Biomedical datasets of relevance for training in FAIRification¶
Main Objectives¶
This recipe aims to provide example clinical datasets to allow users to get familiar with the process of handling clinical datasets and develop related computational tools while minimizing the challenges of accessing real-world human data.
The FAIR cookbook aims to provide hands-on, practical advice on how to deliver FAIR data through interactions with Innovative Medicine Initiative(IMI) projects. These research projects, by nature, often involve patient-centric information. But dealing with real-world data and human-centric information, clinical data, in particular, is challenging. It most often mandates interacting with Data Access Committees (DACs), and undergoes a vetting process, which can be lengthy and convoluted. This can become a hindrance if the focus of the work is to deliver training on the computational methods available to deal with such data rather than data custody-related tasks, however important these are.
This recipe aims to provide a list of relevant resources belonging to the realm of clinical data so readers can, with minimal hassle :
familiarize with clinical data types, such as Electronic Health Records(EHR).

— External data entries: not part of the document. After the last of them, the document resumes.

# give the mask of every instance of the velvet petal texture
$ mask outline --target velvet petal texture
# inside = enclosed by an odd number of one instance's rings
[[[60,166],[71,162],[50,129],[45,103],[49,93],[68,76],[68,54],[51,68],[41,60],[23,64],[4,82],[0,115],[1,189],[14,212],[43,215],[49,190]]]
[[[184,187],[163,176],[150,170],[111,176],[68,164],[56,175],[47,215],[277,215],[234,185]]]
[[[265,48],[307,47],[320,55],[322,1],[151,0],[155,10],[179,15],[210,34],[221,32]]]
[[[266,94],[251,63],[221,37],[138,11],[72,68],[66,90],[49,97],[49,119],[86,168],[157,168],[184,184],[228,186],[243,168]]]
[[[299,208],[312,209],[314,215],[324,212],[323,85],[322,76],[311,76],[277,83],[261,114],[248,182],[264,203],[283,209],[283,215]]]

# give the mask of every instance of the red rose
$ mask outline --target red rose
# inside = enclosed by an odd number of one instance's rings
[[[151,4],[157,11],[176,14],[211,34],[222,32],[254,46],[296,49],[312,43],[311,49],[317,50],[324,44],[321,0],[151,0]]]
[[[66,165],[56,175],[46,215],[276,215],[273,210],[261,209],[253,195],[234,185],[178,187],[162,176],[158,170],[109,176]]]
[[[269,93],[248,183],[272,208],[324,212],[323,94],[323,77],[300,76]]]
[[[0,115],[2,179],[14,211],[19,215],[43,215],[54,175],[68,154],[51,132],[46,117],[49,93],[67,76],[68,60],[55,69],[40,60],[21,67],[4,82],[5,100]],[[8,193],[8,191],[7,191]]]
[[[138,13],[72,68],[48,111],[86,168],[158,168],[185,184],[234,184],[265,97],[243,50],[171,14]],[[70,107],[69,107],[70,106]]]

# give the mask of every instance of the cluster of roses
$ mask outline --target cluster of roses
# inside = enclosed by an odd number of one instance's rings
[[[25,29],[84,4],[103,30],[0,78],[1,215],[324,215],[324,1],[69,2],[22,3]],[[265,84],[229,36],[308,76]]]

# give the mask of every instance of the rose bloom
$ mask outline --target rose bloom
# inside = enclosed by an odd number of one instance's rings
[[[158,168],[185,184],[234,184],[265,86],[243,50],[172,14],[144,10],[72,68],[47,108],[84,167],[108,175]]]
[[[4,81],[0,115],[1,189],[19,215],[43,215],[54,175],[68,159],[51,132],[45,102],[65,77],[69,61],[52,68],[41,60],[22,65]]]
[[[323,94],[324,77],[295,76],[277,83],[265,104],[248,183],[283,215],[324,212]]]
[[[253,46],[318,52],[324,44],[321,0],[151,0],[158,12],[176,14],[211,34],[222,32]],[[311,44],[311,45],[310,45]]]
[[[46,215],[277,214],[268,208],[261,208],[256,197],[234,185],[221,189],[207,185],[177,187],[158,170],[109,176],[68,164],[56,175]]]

familiarize with the procedures to gain access to sensitive data.
obtain datasets with which to work and hone computational skills.
The recipe will cover two types of datasets:
real datasets
, such as the Medical Information Mart for Intensive Care III(MIMIC-III) dataset 2, which corresponds to actual medical notes data for which data access requests must be made but which are made available to computational scientists for research purposes.synthetic datasets
, which are available without restrictions since produced by computational methods and are independent of any real patient. While handy, this type of data may come with a number of limitations prospective users need to be aware of.
Electronic Health Records: The MIMIC-III Critical Care Database¶
Data Type: Electronic Medical Notes
Nature of the data: Real Patient Data
Description: MIMIC-III (Medical Information Mart for Intensive Care III) is a large, freely-available database comprising de-identified health-related data associated with over forty thousand patients who stayed in critical care units of the Beth Israel Deaconess Medical Center between 2001 and 2012. 2. The database includes information such as demographics, vital sign measurements made at the bedside (circa 1 data point per hour), laboratory test results, procedures, medications, caregiver notes, imaging reports, and mortality (both in and out of hospital).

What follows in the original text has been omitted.